By Amy Shutt (written in December 2016)
I’ve never lived a conventional life. Things don’t happen to me in the same way or order they do for most people I know. I didn’t go to college right out of high school and graduate in four years with a degree that would guarantee me a job with benefits and a 401K. The route I chose took me 10 years before I was able to graduate college. I attended three universities and went through three majors before staying put in Philosophy. I had basically given up photography when I switched my major from it to Philosophy. Going to school for photo had unfortunately caused an aversion to the craft.
I worked and went to school mostly part-time, but pushed through full-time the past two years. During all this I was also raising my daughter on my own and had been since I was 21 years old . I worked 14 hour days on my online retail business and it was doing fairly well.
In the spring of 2007 I was running my business from home and it was doing well enough that I eventually needed more space. After many years of living in a tiny garage apartment I finally had the means to move into a real house. It was still a rental but this was a real house on a lake near the university, and perhaps one of the most picturesque neighborhoods in this city.
I chose the house because it was built in the late 1930s and there were heirloom bulbs in the messy cottage garden. I recognized the gladiolus flowers were a variety from the 1940s and the walking irises were just as old, probably passed along from a neighbor. I also chose the house because I could look out the kitchen window and see cormorants, herons and egrets on the lake through early blooming camellias that dotted the long rolling back yard. I’d always lived near water and I was excited to continue the trend for my daughter. Waterways, ponds, and lakes in Louisiana mean birds, turtles, and other fantastic critters-the kinds of things that just feel like home to me.
We had been living in the new house a month so far so we were still busy settling in and unpacking. One gorgeous Louisiana spring afternoon as we headed home, I drove into our neighborhood and as I turned the corner only a block from our house my daughter pointed and yelled, “Mom, I just saw a fox!”. I instantly slammed on the breaks and looked back; she was right. There to my left sitting in the drainage ditch between the street and the sidewalk was an adult fox. Her copper fur shown like tiny blazes of fire in the late afternoon light as it filtered through the Live Oak tree canopy above. I backed my car up slowly and stopped when we were eye to eye with her. She just stared at us; she didn’t budge. To this day I think she was the tamest, or boldest, fox I’ve ever come across.
I was locking eyes with something that looked and felt so much like a domestic dog, until I noticed her thin vertically oriented pupils. They were more cat-like than canid. At that moment I didn’t know why her pupils were shaped like that, but I saw the wildness of that animal in a way I’ve never seen it in an animal before or since. I couldn’t look away; I was completely transfixed.

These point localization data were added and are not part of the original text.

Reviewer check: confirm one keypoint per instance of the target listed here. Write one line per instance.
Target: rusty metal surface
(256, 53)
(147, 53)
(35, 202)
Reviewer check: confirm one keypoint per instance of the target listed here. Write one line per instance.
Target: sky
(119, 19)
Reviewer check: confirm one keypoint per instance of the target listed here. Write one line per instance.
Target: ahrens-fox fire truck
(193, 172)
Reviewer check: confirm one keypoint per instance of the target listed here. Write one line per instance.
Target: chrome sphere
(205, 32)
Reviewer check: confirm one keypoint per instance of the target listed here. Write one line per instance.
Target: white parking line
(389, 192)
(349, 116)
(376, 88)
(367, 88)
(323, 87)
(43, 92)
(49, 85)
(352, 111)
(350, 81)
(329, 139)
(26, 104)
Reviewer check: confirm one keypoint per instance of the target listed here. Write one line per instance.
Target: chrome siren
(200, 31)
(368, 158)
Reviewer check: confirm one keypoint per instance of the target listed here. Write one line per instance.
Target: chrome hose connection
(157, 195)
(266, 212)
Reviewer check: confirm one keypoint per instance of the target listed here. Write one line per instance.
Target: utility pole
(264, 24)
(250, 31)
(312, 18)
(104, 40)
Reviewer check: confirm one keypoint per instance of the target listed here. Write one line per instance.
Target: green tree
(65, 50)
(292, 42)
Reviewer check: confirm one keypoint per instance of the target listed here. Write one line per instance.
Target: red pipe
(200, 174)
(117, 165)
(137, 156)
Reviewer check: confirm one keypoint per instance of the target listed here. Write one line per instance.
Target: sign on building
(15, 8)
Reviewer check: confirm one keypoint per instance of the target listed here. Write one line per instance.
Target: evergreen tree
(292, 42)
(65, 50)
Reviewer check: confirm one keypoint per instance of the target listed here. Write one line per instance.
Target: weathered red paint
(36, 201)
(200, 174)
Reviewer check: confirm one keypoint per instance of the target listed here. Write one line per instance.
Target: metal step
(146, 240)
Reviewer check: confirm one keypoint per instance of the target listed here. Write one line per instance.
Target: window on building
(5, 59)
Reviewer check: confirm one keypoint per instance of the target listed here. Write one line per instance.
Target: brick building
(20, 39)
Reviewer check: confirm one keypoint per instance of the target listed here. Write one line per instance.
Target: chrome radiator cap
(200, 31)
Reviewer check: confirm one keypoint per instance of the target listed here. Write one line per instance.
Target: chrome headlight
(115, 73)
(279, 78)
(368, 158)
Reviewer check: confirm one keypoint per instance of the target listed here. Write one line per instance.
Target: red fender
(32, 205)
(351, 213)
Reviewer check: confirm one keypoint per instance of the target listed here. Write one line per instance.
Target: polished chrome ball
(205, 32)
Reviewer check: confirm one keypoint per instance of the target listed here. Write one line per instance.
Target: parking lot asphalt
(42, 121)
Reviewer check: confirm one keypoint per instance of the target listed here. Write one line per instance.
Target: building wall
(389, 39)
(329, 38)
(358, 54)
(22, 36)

Later I would learn that the shape of the fox’s pupil and the degree to which they can close down or open them is what allows them to see in dim light; its an important feature since they are largely nocturnal. Not only that, vertically oriented pupils help predators who hunt ambush style, those who hide until they attack their prey from a close distance. The pupil shape allows them to judge distance without moving their head, which for an ambush predator is vital to avoid detection from their prey. We stared each other down for a few more seconds before she very calmly disappeared into the drainage pipe.
I quickly drove home to grab my camera. All my film cameras were boxed away so all I kept around was a point and shoot that could fit in a coat pocket. Armed with my tiny camera, I pulled the car up next to the drainage pipe and out popped the adult fox. And then to our surprise out popped a fox kit too! The kit was just as bold as the mom and she looked at us curiously, sniffing the air. We watched them for a couple of minutes then they disappeared into the pipe. I took three snapshots that day.